It’s hard for a shepherd when the bear pays a call. It isn’t a good time for me to visit, but when I set out I know nothing of all this.
Mustaphá has invited me to the Mont-roig estive (summer pasture) on the Catalan side of the Pyrenean watershed. This is good mountain-walking country. Mustaphá’s hut, at 2200m above sea level, is on the Pyrenean High Route (HRP). The Senda (GR11) passes through Tavascan 8km away.
I want to arrive before Mustaphá and his assistant J take their flock for its daily walk. So I find myself climbing through the fir trees by the light of my headtorch. After an hour and a half, the woods start to thin out and dawn begins to trickle over the ridge, but it takes me the same time again, still climbing, to reach the estive. Last night’s thunderstorms have left the grass wet, but the skies are blue.
The edge of the estive is marked by a triangular sign warning that patous are at work. Beyond it, the grey walls of the glacial cirque rise vertically out of the grass and rocks. In the hollow, I can see the sheep, tightly constrained by electric netting, a more sophisticated version of the traditional electric wire fence. It looks like the kind of netting used by fishermen. Not only is it strong, but also every strand has a wire running along it, powered by a solar panel.

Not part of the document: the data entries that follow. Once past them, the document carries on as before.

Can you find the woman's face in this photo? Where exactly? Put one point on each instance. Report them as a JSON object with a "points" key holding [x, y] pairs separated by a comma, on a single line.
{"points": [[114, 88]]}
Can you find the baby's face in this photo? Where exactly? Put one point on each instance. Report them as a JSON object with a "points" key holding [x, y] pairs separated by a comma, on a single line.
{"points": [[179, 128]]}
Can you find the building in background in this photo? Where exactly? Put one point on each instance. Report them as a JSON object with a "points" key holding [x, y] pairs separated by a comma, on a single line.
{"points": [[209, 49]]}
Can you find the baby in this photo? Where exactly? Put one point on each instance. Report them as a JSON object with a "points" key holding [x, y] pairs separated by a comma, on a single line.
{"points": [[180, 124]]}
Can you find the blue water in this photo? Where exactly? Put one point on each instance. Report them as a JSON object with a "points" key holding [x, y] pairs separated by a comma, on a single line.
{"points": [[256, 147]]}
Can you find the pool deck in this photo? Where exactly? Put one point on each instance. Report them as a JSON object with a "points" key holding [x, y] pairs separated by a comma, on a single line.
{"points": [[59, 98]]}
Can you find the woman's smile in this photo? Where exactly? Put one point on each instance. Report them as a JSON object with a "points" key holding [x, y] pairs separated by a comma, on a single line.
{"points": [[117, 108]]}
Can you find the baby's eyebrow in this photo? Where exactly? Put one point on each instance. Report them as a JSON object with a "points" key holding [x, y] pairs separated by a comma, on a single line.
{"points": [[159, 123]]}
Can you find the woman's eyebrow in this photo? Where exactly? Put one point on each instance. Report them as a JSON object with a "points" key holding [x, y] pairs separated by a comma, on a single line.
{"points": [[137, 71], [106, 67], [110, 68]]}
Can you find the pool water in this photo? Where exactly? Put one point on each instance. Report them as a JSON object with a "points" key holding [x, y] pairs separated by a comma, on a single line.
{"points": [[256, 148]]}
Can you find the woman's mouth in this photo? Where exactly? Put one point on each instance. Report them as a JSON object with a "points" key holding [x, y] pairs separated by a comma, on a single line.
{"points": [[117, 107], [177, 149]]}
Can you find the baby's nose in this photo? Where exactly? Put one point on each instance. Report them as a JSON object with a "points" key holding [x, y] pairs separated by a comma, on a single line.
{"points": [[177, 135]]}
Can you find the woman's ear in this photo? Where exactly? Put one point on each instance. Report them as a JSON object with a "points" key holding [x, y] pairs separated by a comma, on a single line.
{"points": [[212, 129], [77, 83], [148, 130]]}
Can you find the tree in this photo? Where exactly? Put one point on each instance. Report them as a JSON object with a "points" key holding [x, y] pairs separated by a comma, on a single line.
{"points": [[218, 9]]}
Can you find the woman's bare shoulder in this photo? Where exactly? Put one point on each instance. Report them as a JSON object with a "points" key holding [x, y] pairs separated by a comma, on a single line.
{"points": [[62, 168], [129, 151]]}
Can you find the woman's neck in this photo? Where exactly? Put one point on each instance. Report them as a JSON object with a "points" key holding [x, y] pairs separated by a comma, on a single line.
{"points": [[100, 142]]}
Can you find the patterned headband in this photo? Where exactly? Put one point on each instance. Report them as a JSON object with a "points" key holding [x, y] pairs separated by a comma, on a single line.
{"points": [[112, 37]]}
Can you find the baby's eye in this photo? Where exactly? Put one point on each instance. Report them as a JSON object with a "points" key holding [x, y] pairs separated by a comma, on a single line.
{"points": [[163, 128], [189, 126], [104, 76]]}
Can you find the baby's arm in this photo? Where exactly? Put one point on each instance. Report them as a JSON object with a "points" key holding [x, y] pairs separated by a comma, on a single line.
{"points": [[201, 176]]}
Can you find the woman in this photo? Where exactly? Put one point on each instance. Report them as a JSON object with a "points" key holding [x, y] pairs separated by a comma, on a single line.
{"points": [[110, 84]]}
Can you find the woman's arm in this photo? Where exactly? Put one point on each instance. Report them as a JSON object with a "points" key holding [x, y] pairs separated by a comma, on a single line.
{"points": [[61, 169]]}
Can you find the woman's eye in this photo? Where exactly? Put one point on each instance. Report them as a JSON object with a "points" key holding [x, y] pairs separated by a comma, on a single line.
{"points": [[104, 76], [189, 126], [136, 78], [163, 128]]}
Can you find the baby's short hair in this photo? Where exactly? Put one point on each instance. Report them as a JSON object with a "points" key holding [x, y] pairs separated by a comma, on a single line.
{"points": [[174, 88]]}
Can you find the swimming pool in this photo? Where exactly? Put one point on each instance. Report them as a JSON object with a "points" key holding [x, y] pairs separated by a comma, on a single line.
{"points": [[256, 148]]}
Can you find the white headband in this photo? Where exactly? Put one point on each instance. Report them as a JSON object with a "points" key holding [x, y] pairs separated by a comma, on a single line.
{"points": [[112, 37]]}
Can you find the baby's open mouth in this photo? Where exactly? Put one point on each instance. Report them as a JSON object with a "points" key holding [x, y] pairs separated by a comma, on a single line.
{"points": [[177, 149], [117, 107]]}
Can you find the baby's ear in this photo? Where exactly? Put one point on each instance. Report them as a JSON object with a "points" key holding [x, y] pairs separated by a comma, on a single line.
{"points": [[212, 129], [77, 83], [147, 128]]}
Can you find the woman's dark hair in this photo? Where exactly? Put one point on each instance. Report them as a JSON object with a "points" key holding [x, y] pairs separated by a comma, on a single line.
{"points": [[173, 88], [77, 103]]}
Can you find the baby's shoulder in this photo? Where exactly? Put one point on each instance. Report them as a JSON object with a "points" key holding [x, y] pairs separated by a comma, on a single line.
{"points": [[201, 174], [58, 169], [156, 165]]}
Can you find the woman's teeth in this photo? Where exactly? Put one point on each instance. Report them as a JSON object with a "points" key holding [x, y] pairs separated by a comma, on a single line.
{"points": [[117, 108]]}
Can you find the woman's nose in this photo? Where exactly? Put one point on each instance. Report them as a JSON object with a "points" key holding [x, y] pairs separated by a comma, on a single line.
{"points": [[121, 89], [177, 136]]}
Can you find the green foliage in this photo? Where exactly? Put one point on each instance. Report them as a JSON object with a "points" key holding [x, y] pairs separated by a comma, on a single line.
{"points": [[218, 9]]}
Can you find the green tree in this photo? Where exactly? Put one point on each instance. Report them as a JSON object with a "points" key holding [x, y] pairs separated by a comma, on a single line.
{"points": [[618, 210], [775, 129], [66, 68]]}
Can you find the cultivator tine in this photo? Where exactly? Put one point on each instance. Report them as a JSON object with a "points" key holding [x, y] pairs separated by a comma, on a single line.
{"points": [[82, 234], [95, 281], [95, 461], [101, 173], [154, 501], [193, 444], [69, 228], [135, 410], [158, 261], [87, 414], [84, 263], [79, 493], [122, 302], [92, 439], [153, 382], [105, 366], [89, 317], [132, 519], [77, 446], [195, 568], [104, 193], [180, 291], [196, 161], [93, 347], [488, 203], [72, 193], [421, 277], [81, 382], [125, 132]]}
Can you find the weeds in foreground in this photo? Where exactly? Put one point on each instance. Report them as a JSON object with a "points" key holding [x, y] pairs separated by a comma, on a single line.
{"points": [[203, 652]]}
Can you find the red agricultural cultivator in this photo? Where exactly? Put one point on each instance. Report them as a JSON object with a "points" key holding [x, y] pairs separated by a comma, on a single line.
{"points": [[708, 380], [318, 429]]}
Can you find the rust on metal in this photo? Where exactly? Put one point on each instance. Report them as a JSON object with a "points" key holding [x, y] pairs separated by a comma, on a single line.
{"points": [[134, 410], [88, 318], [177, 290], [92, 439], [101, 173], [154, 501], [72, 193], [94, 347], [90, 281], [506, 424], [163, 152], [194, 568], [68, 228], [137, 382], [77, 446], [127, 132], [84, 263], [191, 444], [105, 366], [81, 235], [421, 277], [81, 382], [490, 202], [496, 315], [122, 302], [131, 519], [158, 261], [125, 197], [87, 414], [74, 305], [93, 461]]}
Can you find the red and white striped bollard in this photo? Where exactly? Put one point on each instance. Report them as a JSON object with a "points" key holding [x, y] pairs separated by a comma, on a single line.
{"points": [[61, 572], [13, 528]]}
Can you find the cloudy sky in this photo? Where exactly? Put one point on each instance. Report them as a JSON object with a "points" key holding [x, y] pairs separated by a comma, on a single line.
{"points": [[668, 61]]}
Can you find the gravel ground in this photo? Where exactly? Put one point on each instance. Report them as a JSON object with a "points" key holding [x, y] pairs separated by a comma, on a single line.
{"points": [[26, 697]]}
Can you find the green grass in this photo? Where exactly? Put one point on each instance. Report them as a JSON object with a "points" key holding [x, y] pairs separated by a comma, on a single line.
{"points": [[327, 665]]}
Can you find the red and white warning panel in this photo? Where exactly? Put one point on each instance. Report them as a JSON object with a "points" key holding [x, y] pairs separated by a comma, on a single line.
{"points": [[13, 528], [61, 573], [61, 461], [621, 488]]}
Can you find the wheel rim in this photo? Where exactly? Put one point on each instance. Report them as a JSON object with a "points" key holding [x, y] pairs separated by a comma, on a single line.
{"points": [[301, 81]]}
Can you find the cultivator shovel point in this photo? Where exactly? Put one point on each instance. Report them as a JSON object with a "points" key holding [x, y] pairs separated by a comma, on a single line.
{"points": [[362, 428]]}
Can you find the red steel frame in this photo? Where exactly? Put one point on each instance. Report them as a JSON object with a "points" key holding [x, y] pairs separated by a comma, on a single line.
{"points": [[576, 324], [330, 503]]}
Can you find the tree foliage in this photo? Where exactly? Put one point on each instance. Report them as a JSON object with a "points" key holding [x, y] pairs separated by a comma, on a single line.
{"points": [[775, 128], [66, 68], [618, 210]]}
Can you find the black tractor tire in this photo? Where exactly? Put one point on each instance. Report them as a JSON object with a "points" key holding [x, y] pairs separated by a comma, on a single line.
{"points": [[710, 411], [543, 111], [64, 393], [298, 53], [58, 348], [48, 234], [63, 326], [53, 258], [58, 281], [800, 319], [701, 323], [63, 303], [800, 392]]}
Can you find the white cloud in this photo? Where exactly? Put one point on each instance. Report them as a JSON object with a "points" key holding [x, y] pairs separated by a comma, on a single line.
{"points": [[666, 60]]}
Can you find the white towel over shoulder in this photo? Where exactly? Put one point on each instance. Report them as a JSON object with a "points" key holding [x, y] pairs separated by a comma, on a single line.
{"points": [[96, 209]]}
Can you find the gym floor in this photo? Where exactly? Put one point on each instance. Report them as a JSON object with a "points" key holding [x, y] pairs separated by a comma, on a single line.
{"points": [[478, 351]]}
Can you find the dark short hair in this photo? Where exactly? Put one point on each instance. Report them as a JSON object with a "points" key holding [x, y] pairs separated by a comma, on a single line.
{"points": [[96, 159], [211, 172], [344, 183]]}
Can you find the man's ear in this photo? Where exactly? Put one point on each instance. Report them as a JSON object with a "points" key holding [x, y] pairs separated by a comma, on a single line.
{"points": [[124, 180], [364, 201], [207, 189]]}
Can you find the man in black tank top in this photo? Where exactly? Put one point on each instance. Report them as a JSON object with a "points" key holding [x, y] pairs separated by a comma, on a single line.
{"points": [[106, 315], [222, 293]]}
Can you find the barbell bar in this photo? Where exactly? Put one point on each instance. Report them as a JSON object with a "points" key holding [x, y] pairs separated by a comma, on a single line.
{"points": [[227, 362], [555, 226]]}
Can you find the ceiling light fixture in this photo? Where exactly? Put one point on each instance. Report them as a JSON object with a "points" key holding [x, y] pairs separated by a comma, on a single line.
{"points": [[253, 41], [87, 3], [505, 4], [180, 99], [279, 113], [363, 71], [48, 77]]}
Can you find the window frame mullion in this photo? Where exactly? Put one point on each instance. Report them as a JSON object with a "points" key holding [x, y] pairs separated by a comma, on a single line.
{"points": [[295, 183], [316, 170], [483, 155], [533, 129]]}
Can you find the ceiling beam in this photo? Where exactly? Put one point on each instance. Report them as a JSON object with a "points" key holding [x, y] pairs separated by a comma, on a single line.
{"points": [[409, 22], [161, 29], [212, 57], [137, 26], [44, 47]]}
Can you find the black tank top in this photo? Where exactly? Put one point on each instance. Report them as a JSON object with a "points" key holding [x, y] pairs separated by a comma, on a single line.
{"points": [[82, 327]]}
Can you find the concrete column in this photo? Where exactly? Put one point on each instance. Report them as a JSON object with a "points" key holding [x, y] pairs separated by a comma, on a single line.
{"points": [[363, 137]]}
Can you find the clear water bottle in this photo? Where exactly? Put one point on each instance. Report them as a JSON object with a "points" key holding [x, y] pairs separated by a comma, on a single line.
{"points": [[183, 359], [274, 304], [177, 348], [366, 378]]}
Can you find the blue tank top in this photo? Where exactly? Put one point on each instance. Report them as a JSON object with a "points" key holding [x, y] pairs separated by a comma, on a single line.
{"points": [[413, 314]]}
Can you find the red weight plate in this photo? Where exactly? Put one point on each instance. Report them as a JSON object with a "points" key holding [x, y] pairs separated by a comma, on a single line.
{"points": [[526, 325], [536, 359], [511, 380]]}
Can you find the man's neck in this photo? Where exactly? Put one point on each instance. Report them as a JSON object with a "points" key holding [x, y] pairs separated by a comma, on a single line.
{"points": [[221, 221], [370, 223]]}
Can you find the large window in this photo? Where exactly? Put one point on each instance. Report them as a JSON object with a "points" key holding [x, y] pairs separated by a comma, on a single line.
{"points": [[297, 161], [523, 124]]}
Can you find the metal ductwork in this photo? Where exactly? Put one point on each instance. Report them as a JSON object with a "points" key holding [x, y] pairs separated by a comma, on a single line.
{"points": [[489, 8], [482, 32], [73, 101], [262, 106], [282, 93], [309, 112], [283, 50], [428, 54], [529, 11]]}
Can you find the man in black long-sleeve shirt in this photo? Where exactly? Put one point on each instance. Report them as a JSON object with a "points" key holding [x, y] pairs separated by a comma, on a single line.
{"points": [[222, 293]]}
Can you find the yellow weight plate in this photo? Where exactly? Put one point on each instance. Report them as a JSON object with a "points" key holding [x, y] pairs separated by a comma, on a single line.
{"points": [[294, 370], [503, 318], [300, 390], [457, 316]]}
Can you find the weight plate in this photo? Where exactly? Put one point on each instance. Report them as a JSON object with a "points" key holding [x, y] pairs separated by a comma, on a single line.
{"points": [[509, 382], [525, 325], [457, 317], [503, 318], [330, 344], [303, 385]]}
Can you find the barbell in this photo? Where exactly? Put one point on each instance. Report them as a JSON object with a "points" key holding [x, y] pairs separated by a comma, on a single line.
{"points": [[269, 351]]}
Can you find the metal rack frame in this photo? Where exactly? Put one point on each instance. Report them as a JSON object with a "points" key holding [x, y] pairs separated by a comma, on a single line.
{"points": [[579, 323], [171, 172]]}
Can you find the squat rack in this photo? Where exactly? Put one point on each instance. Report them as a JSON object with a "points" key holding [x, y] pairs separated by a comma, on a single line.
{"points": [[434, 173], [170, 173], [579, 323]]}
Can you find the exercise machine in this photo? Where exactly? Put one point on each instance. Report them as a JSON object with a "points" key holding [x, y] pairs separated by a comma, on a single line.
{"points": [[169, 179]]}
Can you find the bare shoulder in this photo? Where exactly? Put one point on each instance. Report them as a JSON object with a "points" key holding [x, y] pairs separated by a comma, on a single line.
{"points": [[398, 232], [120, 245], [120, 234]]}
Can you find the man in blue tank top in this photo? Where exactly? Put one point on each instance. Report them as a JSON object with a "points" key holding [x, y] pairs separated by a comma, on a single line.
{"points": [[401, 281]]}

There are a thousand animals in this temporary sheepfold. After last night’s rain the ground is muddy: the netting will need to be moved soon. Next to it is a tatty off-white portacabin that must have been borrowed from a building site.
Standing in front of the portacabin is a man I mistake for the assistant but who turns out to be his brother.
“You must be the American friend Mustaphá is expecting,” I am told.
After I’ve corrected his mistake, he points out Mustaphá further up the cirque, just below the cliffs.
“He’s looking for a sheep.”
I pick out Mustaphá and then J who has just joined him. They are both bending down.
“They must have found it,” explains the brother. “When the dogs came in with bloody noses they went out to look.”
I circumnavigate the sheep’s enclosure, surprised to see one ewe outside, apparently trying to get in. J stands up as I approach and walks towards me, opening his hand to show me a hair. I just have the time to take a photo before the wind blows it away. We all get down on our hands and knees.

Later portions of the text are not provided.